Thursday, October 16, 2008

Actions=Reactions

Action results in a reaction, so it shouldn't surprise me that since I'm not feeling like a caged up bear that I'm handling the baby girl's melt downs as I should and not like a crazed lunatic. I notice she has more outbursts, melt downs and tears when I'm feeling impatient and short. Or the truth is I can handle her better so she doesn't have a full blown tantrum. It lies on how I react to her, when I'm feeling the crazies I don't feel loving, patient or tolerant. Hell I can't even tolerate this skin I'm living in alone a whiny, monkey on my back pre-schooler.

Since the crazies has gone I've been patient and even nurturing...point in example last night we were in Target getting my niece a birthday present and baby girl had a melt down. She wanted a toy she saw and we told her no we weren't at the store for her but for her cousin. She actually cried and yelled out loud! Now this child has never had a tantrum in a store let alone demanding us buy her something but for the last two months since we have been staying at my mom's she has been spoiled.

My mom and aunt have been indulging in her every whim...they go out shopping together ( we call them the 3 amigos/ajumas) and they have bought her whatever she wants. This is a new thing for her so of course up till now the child who was content just going to store and looking at things demanded we get her a toy. The hubby was surprised and upset by her out burst and told her he was taking in the car. She cried louder saying"no I don't want to go outside, sorry daddy please!" Instead of getting louder and going off in korean I grabbed her arm, lowered myself to her and looked into her eyes and calmly told her "We already told you we are here for Katie's birthday present and not for you. It's not ok for you to yell or cry like this, so stop or else daddy will take you outside." And wouldn't you know she stopped...besides saying"I'm sorry mommy I won't do it again."
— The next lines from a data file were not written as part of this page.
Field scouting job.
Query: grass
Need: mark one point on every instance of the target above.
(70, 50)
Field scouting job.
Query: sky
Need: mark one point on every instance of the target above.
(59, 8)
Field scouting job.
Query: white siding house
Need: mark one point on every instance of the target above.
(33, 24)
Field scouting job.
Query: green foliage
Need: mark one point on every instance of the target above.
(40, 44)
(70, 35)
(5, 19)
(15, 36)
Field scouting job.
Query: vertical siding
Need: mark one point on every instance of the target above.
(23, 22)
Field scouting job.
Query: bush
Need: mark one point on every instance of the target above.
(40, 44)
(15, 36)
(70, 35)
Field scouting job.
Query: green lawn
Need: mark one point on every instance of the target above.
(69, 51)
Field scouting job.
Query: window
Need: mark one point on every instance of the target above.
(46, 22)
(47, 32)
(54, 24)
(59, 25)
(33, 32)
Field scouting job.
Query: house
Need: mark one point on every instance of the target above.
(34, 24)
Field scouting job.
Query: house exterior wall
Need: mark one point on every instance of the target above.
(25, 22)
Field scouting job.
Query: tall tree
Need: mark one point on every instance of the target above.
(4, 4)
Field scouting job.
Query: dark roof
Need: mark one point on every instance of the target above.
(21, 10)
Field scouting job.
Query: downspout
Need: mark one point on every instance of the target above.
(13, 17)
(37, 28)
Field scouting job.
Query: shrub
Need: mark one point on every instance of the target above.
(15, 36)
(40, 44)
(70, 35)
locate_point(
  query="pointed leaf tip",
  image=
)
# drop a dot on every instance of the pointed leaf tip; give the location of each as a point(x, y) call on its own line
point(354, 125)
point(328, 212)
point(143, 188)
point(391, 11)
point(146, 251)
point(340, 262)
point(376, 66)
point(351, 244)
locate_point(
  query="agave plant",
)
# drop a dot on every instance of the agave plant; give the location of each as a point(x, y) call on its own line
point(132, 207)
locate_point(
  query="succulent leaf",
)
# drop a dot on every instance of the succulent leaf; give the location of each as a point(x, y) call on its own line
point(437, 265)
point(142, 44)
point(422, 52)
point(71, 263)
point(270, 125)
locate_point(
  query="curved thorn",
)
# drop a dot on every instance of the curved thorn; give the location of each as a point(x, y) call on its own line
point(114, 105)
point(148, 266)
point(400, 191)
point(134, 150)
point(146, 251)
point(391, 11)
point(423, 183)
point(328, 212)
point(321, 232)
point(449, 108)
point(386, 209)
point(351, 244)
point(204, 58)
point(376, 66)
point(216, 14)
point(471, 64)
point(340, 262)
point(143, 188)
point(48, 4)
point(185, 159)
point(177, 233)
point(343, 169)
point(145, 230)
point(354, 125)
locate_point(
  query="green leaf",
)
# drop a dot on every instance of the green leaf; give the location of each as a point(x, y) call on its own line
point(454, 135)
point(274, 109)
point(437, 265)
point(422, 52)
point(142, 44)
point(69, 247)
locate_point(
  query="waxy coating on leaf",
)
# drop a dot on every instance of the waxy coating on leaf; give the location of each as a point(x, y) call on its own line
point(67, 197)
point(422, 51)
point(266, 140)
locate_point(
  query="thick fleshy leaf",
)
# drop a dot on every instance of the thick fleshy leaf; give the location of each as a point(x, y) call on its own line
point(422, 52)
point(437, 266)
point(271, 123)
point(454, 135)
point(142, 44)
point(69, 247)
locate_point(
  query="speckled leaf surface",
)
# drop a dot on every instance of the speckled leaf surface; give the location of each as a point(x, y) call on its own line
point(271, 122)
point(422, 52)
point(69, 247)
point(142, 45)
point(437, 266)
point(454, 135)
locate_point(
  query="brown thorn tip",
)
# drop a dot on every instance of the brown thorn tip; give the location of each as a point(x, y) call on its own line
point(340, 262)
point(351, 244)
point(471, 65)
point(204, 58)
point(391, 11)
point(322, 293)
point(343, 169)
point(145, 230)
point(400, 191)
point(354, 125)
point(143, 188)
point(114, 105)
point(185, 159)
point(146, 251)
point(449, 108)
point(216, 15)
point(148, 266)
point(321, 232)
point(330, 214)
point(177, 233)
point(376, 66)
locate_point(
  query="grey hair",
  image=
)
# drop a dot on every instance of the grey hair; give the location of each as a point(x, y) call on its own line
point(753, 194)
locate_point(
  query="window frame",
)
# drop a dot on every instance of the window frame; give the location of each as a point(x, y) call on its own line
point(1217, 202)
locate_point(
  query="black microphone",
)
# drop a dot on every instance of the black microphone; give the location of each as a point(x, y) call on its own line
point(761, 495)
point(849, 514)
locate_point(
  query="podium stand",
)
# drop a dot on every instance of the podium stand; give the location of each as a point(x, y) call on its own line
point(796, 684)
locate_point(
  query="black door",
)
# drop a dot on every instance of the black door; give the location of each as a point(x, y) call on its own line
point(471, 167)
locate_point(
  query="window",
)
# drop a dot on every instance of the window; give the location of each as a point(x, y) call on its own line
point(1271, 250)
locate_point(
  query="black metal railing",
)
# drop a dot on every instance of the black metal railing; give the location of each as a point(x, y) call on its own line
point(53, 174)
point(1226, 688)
She continued to look at things and ask for them but for Christmas and had no more melt downs. I realise that since I didn't have a full blown cow over it she got over it faster...one thing about her she forgets easily , says I'm sorry and doesn't hold a grudge. How I love this little girl..no crazy stubbornness only when she wants me but not in wanting things her way. It's easy to love such a easy going child.

My point is that it really is important how I react to her actions and how things end really is up to me. I have a control over my reaction, I'm the adult (ok sometimes I forget) and it's up to me to defuse the situation before it gets worse. It starts with me to take care of myself before I get the crazies, to have me time , to nurture and take care of myself so I can take care and nurture the ones around me.

1 comment:

KP said...

Its so true! The worse I am feeling, the worse they behave. They act out to get my attention and I cant seem to give it to them without being resentful that they need so much of it. It's just a vicious, damaging circle.
Good job difusing the situation. And your daughter sounds adorable, no wonder the ajumas are spoiling her!